Demetrios dijo entre risas que el incidente se daba por concluido.
—Espero que el rey los condene por haber envenenado a esos tres desgraciados —dijo Jean-Baptiste.
Unos soldados que habían entrado discretamente en la estancia se llevaron los cadáveres de los esclavos, arrastrándolos por los pies.
—En nuestro país uno solo puede ser condenado por matar a hombres, y los esclavos no lo son —dijo Demetrios con seriedad.
Tras estas palabras, los dos médicos y el guía abandonaron la estancia. A sabiendas de que uno debe acostumbrarse a la desgracia ajena, siempre que una sociedad así lo justifica, se olvidaron de las víctimas de aquella ridícula maquinación y solo pensaron en pasar un buen rato.
Por lo demás, aquel asunto les sirvió para comprender mejor cómo ejercía el rey su poder en medio de todos aquellos peligros. De hecho, solo había otorgado su confianza a hombres oriundos de países extranjeros, como Demetrios o Hadji Ali. Y algunos de ellos habían sido secuestrados en su infancia, durante redadas y campañas militares. Así como los turcos estaban protegidos por niños cristianos que habían robado para convertirlos en jenízaros, el rey de reyes tenía a su servicio jóvenes musulmanes educados como cristianos, que sentían por él auténtica devoción. Eran útiles en la capital y por todo el país. Siempre había recurrido a musulmanes que le debían la vida, como Hadji Ali, o a armenios y otros cristianos de Oriente, súbditos del gran turco, para llevar a cabo misiones de confianza fuera de su territorio.

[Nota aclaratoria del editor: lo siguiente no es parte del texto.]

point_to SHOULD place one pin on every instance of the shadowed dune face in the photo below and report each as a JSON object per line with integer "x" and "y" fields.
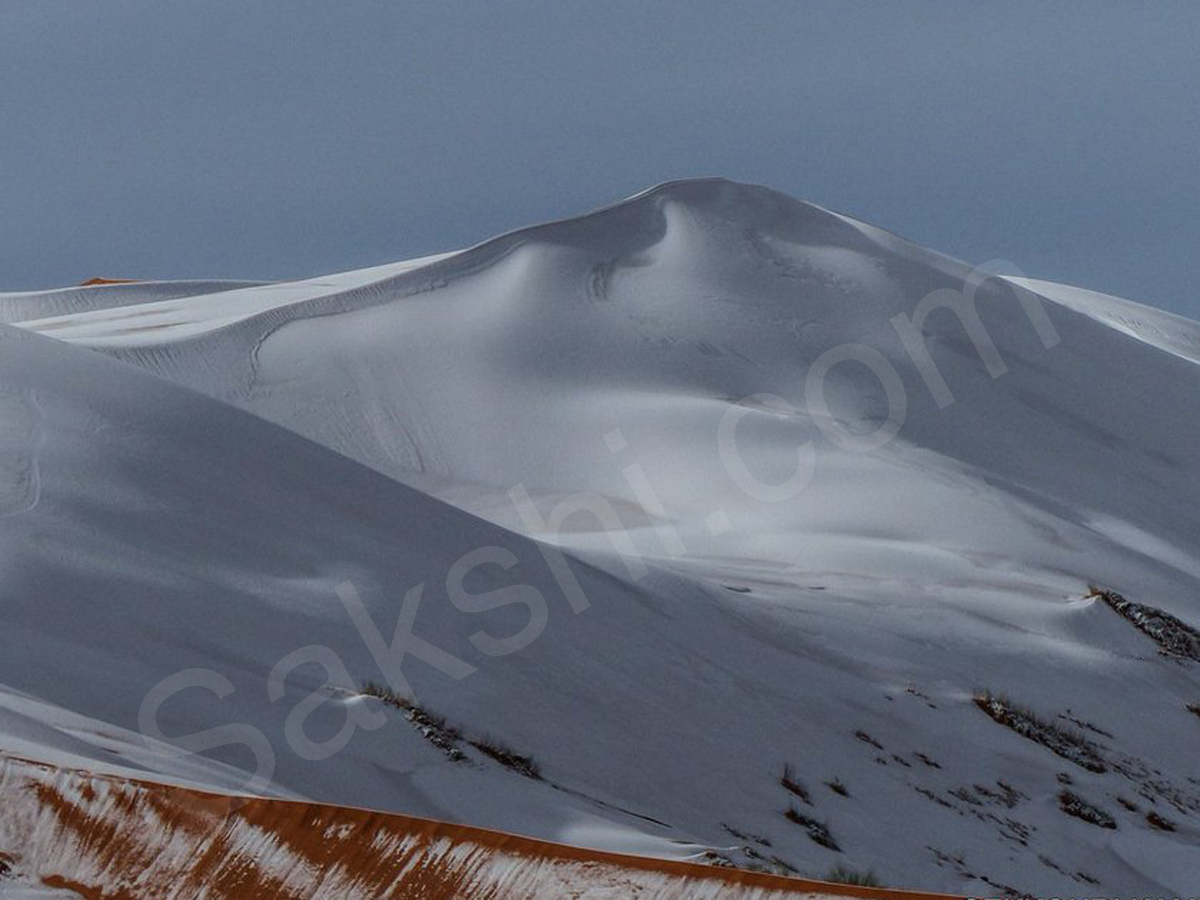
{"x": 115, "y": 839}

Mientras estuvieron en Gondar, Poncet y su amigo aprendieron a valorar esta presencia protectora que nunca más les abandonaría. Aparte de Demetrios, en las calles por las que caminaban, en las casas en que cenaban, en los campos donde recogían plantas, siempre había observadores discretos, y casi invisibles, que se ocultaban bajo la apariencia de campesinos bonachones, vagabundos o comerciantes, para extender sobre ellos el poder del rey.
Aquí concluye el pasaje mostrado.